Слова его окончательно убедили меня, что с ним что-то неладно и он недоволен.
— Значит, вы считаете мои занятия пустой тратой времени?
— О, по мне, так все это вчерашний день для обеих сторон. Забрать у одних и передать другим — разве это новая идея? Вся экономика испокон веков на этом строится.
Поначалу он отмалчивался, но поскольку я проявлял упорство и не уходил, раздражение, а затем и увлеченность заставили его высказать свои мысли. Энтузиазма, который он упомянул, во мне было меньше, чем ему казалось, но все-таки я счел необходимым возразить:
— Однако если ранним утром люди отправляются на работу, разве не простая справедливость требует обеспечить им занятость — именно работу, а не ее иллюзию и нечто эфемерное в качестве платы? Или, по-вашему, они должны довольствоваться тем, что имеют, не замахиваться на большее?
— Ты думаешь, что, закрыв их предприятие, можно сделать людей из слабаков и неудачников? Что им поможет кто - то, готовый за них рвать и кусать?
— А вы считаете, что лучше отдать все на откуп Карасу или очередному его приспешнику?
— Послушай, тебе, по-видимому, кажется, что человека делает человеком самый факт рождения? Что уже он дает ему право на достойное существование? Эта идея устарела, друг мой! Да и кто ее проповедует? Очередная крупная организация. Крупная организация без прибыли лопнет. А если она делает деньги, значит, и создана для этого.

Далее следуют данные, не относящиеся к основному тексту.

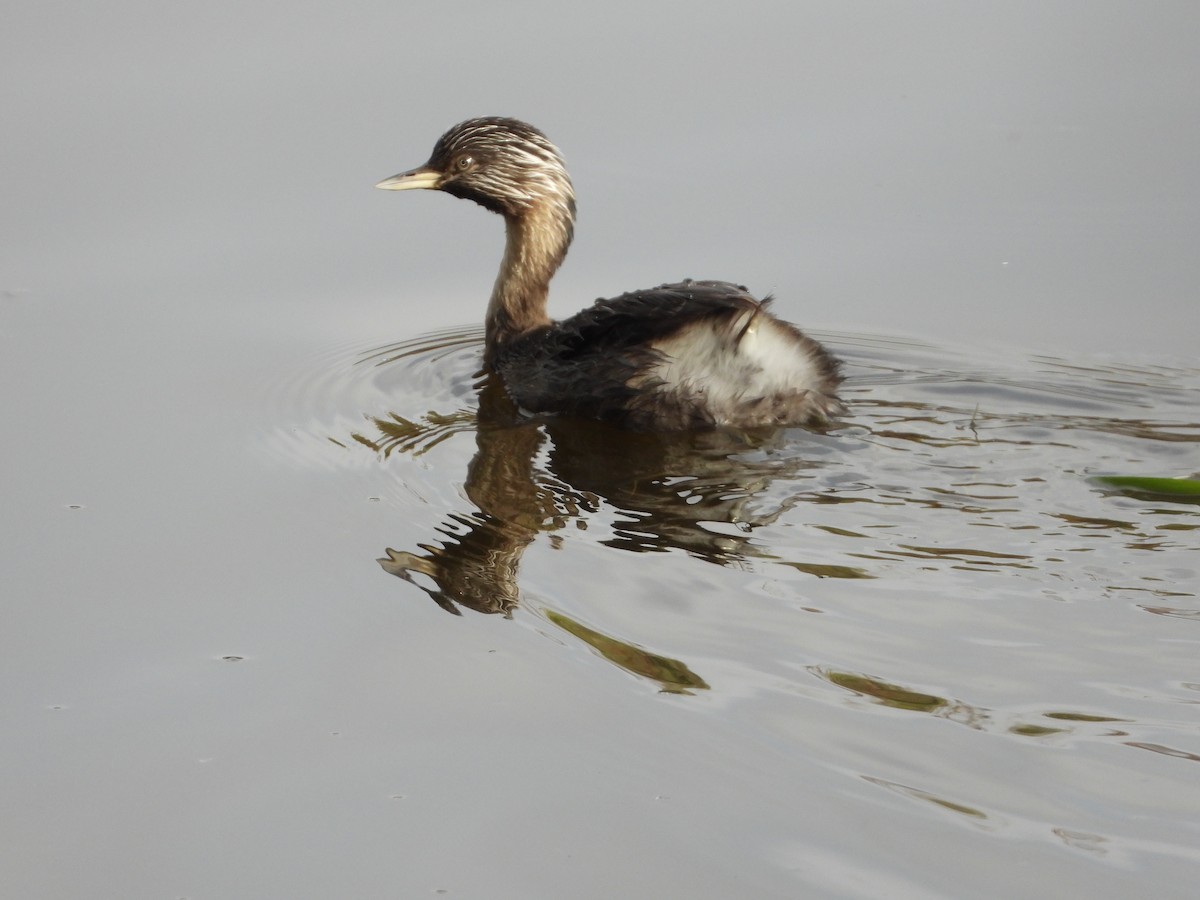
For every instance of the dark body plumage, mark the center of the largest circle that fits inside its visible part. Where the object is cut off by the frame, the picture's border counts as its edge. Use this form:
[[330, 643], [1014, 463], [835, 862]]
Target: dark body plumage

— Если все крупные организации и союзы так бессмысленны, то, вы полагаете, не стоит и пытаться изменить это положение, создавая нечто новое? — возразил я.
Разговор наш шел под аккомпанемент пишущей машинки Милдред, которая безучастно, с отрешенным видом продолжала стучать по клавишам. Эйнхорн внезапно замолчал, и я подумал, что виной тому появление откуда-то из кухни Артура, поскольку умственное превосходство сына нередко заставляло Эйнхорна прикусить язык. Но на этот раз дело обстояло иначе. Артур заглянул в комнату лишь мельком, но все равно стало очевидно, что источник дурного настроения, беспокойства и каких-то неведомых мне осложнений в жизни Эйнхорна таится именно здесь, заключенный в Артуре. В черном свитере, узкоплечий, руки в карманах, он вошел небрежной походкой, но какая-то старческая сосредоточенность в нем меня удивила, как удивили и его глаза, ставшие еще темнее, омраченные угрюмой заботой. Он склонил голову к плечу, коснувшись пышной шевелюрой дверного косяка, и дымок его сигареты шелковистой струйкой заискрился в солнечных лучах. Не сразу поняв, кто я такой, он тем не менее был учтив и любезен, хотя и с легким оттенком не то скуки, не то усталости. Я почувствовал, что Эйнхорн зол на него и хочет максимально сократить общение с ним, если не просто выпроводить, и понял также, почему так холодно встретила меня Милдред и столь ожесточенно стучит по клавишам, словно вознамерившись прогнать этим стуком.